Written and directed by Woody Allen (Blue Jasmine, To Rome with Love), Magic in the Moonlight benefits from a superb cast of actors, with the supporting players just as charismatic to watch as the two captivating leads. Many an actor has failed to make the auteur's dialogue work, as they can often come across as sounding like Allen's proxies, but all involved succeed in making each character his or her own. Firth takes his dialogue and elevates it to theatrical heights, as any film about a grand showman should, while Emma Stone gets to be more understated and winsome in a way that would make us like her even if she were proven to be a charlatan.

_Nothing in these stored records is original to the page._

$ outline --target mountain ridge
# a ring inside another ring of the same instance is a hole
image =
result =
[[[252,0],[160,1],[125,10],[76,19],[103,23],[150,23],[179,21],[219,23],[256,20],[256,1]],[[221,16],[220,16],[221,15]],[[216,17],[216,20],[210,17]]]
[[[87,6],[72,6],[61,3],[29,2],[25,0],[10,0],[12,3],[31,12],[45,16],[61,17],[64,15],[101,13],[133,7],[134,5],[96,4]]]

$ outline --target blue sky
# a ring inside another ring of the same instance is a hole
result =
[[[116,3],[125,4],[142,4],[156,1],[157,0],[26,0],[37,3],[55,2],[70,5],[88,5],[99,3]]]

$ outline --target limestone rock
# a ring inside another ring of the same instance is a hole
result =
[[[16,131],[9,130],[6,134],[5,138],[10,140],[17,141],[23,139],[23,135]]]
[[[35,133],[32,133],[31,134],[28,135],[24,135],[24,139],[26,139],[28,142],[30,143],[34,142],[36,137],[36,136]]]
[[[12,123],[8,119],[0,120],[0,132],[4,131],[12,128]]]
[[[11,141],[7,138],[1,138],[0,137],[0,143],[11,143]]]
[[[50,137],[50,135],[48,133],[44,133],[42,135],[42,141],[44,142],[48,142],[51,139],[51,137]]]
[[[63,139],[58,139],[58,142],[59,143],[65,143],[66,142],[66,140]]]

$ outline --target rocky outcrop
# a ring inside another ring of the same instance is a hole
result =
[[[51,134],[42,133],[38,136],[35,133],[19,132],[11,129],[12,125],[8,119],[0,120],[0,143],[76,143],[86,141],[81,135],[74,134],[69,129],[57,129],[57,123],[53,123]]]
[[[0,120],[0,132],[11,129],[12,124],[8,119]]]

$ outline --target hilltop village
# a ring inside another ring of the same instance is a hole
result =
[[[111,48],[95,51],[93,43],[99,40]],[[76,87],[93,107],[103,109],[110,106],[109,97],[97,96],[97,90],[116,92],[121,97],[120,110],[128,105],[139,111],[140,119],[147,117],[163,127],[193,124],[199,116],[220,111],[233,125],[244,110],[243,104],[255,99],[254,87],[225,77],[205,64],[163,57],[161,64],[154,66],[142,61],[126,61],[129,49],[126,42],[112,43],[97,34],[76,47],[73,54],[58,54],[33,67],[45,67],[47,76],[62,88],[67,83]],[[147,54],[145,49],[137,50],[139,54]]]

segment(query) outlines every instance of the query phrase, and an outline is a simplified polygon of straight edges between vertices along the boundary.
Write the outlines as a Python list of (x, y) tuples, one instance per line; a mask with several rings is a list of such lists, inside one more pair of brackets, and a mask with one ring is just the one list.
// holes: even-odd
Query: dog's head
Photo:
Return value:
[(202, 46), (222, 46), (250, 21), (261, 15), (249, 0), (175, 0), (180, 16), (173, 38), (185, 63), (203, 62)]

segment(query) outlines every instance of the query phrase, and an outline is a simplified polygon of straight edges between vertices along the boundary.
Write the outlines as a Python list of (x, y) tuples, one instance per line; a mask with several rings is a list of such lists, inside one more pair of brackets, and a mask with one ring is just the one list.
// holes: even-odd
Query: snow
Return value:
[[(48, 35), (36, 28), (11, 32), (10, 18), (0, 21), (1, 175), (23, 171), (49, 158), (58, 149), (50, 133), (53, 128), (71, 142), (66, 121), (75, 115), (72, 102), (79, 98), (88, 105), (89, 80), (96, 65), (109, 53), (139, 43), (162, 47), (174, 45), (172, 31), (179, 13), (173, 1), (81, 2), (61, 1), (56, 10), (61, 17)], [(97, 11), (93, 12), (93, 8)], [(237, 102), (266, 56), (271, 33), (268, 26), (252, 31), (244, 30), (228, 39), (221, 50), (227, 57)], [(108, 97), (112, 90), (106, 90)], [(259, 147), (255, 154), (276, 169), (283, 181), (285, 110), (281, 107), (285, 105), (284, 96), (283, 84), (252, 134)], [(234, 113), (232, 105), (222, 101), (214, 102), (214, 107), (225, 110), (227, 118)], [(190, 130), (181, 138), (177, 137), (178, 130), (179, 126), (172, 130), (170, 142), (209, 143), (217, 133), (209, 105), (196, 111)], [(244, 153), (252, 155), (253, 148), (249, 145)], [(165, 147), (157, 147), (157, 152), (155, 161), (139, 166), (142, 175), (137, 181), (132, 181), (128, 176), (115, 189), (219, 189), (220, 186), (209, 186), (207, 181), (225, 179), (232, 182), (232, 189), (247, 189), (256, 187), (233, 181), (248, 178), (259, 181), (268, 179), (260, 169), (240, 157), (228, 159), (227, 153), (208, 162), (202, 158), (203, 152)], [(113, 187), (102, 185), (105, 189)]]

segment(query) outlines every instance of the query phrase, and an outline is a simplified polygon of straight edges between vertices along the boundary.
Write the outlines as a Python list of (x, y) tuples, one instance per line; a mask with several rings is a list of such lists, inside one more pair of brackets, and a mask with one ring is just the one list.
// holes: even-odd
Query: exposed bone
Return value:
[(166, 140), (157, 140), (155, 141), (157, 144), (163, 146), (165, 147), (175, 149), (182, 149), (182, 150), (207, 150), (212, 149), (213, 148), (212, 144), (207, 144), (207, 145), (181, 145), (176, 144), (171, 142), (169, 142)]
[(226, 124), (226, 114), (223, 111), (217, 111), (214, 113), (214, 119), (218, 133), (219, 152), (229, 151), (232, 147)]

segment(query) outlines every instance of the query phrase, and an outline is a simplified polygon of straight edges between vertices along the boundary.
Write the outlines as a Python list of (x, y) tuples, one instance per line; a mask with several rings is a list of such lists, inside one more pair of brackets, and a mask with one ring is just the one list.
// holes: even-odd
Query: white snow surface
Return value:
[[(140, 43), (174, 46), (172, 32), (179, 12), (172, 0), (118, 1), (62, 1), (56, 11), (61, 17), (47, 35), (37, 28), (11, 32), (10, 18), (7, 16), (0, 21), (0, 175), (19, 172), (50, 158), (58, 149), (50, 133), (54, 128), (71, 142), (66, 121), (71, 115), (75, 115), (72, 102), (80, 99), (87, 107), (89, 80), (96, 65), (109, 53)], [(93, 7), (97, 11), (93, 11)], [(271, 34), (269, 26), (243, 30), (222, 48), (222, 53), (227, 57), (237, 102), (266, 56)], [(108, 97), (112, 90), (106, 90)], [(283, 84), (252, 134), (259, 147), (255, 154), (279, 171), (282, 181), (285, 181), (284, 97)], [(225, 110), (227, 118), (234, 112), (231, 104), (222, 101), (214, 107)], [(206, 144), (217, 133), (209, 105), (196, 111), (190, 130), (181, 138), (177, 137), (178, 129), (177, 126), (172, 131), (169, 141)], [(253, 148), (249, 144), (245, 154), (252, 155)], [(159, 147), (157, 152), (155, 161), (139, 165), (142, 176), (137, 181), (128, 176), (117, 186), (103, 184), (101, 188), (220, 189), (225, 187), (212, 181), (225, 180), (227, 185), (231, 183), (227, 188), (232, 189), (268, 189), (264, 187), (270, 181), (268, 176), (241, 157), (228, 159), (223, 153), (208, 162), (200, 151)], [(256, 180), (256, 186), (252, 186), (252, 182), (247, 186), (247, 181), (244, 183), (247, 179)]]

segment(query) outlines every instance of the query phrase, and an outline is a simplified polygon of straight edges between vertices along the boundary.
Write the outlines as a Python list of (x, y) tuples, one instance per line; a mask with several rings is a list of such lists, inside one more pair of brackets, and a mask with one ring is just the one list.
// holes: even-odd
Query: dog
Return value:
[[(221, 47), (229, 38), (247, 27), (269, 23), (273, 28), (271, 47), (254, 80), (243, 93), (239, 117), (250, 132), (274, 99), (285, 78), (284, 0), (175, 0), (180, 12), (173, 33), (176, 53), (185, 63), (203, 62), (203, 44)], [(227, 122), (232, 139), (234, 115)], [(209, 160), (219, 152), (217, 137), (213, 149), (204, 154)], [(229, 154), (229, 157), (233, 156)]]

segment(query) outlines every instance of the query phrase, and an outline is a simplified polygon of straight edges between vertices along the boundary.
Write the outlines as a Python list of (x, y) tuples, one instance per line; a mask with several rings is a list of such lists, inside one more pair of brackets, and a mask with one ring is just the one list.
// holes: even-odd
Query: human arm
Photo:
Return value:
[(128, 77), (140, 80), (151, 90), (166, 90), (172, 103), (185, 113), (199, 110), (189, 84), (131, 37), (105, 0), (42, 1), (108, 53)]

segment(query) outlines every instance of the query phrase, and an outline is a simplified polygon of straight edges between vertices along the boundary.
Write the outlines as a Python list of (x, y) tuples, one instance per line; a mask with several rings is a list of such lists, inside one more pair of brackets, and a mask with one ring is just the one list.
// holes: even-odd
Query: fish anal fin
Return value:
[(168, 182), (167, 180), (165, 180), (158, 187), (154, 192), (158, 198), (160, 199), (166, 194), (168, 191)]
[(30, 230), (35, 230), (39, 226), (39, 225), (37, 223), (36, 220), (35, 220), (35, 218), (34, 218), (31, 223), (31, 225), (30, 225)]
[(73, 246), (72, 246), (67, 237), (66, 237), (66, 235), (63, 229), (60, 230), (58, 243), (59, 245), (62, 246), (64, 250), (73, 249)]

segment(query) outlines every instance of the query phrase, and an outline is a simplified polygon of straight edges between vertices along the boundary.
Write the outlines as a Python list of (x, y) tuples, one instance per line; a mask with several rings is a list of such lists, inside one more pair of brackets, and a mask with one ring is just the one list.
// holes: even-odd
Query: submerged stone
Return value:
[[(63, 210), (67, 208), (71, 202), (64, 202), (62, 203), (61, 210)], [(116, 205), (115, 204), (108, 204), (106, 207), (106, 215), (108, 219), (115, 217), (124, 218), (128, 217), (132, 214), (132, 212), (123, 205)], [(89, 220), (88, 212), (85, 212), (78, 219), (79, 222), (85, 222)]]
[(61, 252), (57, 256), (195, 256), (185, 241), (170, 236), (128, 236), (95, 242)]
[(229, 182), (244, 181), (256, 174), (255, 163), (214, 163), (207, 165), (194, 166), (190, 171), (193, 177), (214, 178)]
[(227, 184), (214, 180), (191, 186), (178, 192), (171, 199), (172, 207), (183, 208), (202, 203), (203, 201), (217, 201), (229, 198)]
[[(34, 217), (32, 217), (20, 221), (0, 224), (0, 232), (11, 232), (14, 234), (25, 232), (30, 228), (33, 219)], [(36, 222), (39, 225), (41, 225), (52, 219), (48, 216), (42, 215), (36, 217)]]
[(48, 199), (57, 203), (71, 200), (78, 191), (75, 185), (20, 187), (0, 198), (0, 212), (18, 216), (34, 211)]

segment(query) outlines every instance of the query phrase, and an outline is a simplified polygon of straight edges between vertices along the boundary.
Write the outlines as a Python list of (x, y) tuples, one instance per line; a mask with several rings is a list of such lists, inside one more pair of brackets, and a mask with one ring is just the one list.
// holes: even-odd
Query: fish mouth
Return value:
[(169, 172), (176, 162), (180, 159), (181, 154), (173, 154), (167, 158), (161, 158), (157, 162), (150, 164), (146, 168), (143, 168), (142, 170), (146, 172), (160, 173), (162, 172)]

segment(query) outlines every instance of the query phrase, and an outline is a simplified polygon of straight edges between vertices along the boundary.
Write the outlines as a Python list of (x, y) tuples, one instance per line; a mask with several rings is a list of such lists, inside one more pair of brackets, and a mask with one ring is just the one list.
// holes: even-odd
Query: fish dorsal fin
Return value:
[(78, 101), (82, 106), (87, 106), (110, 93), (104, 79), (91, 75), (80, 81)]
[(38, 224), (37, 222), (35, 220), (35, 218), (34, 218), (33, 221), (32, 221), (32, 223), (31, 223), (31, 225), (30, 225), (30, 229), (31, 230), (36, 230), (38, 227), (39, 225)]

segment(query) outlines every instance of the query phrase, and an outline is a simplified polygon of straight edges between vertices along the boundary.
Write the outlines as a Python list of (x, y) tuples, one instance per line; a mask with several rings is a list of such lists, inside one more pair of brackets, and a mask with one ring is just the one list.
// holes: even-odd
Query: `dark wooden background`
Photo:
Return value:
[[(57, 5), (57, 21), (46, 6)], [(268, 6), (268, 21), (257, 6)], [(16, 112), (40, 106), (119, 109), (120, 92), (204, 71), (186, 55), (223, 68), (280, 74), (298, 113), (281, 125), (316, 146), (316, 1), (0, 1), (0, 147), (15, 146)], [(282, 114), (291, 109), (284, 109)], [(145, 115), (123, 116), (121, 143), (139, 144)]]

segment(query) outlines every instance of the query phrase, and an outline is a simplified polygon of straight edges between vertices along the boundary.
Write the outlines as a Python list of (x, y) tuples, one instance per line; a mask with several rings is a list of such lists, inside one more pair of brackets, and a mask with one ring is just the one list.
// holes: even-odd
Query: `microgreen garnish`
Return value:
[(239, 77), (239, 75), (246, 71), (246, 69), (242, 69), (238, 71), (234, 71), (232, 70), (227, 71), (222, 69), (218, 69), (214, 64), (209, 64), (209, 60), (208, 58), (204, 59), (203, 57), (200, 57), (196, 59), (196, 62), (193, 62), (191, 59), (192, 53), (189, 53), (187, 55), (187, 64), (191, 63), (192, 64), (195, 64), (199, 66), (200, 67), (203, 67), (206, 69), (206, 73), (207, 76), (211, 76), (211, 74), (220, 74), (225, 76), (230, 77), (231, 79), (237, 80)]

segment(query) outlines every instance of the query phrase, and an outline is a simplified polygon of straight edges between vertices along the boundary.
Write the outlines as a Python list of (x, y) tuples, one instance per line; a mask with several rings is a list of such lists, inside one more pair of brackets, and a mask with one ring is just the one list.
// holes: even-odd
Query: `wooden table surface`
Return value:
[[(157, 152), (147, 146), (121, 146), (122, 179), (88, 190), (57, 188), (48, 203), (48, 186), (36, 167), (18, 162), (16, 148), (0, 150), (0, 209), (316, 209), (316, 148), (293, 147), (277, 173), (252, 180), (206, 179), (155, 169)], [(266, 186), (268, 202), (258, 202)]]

There is nearly three decades of age difference between Firth and Stone, though it's never to the icky stage, perhaps given that it's more implied than demonstrated. Plus, May-December pairings is par for the course for Allen (in films and real life), and it's not an uncommon for the era of the 1920s as a whole. Given that Allen is channeling My Fair Lady, the difference in age and station is perhaps intentional.
Just as delightful as the performers are the locations, sets, and costumes, all handsomely photographed by Darius Khondji (The Immigrant, Midnight in Paris). Even is this is inconsequential Woody, comparatively, it's hard to resist the pleasantness of the film's aesthetic appeal.
In my opinion, Allen does flub the very end seconds of the film somewhat, stealing away what could have been a very poignant thematic capper, but the venture is entertaining enough along the way that questioning the direction that the film goes in its final moments is worth overlooking for the overall recommendation. I can say that the crowd that I screened the film with applauded, so perhaps it works for most, and given that it's not as artistic an endeavor as other Allen works, I'm willing to just enjoy it for what it is.
Coming off of his masterful Blue Jasmine, expectations will certainly run high, but to those who expect a continuation of his latter-day resurgence, I urge caution. Like his other explorations into the world of magicians in efforts such as The Curse of the Jade Scorpion and Scoop (and New York Stories' Oedipus Wrecks), it's merely meant to entertain, and occasionally dabbles with interesting themes as the icing on the top of this sumptuous dessert of a film. Magic casts an effective spell.